Objectives Ecchordosis physaliphora (EP) is a benign, usually asymptomatic, notochord tumour but may also present with a spontaneous CSF fistula. Differentiating EP from its more aggressive counterpart, chordoma is challenging but important as the clinical course and management differ significantly, with the latter requiring proton beam radiotherapy. This case series aims to further inform this discussion.

Design Case series.

Subjects Patients with suspected EP from 2015–2018.

Methods Retrospective analysis.

Results Six patients were identified. Four presented with suspected CSF leak. MRI revealed a T1-hypointense and T2-hyperintense clival lesion without enhancement. CT showed pneumocephalus, a clival defect and no mass lesion.
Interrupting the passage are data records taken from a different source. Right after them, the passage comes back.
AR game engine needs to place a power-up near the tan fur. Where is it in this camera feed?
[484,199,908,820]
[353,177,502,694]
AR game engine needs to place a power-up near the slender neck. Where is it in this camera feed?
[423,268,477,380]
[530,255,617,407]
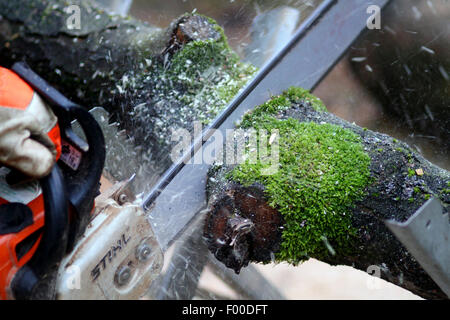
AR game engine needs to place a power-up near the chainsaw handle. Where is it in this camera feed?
[11,165,69,300]
[12,62,106,250]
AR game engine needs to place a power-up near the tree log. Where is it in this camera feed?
[204,88,450,299]
[0,0,255,191]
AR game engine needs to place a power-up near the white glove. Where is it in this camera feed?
[0,68,57,178]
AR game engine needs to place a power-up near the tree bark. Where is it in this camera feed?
[204,90,450,299]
All underwent endoscopic endonasal repair of CSF fistula with biopsy. Histology revealed physaliphorous cells with no mitoses; immunohistochemistry confirmed notochord origin (EMA, S100, CD10 and/or MNF116) and low proliferation index. In 2 patients, EP was found incidentally on imaging and these lesions have remained static on follow-up.
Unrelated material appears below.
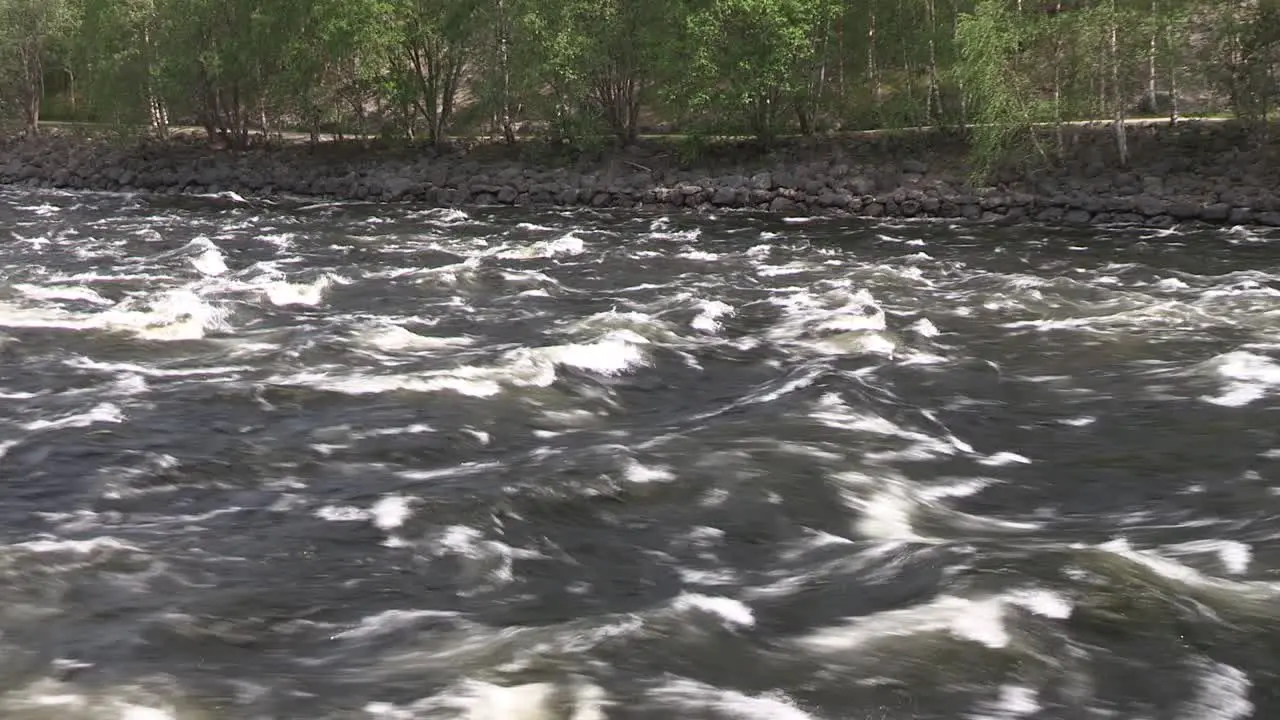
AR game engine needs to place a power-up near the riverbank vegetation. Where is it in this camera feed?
[0,0,1280,172]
Conclusions In the absence of a clival mass, notochord remnant lesions with benign histopathology can be treated as EP and patients can avoid radiotherapy. The diagnosis of EP, however, remains challenging as no distinctive histopathological marker exists to differentiate it from chordoma and until a genetic or immunohistochemical marker is identified, the diagnosis rests solely on the presence or absence of a mass on imaging.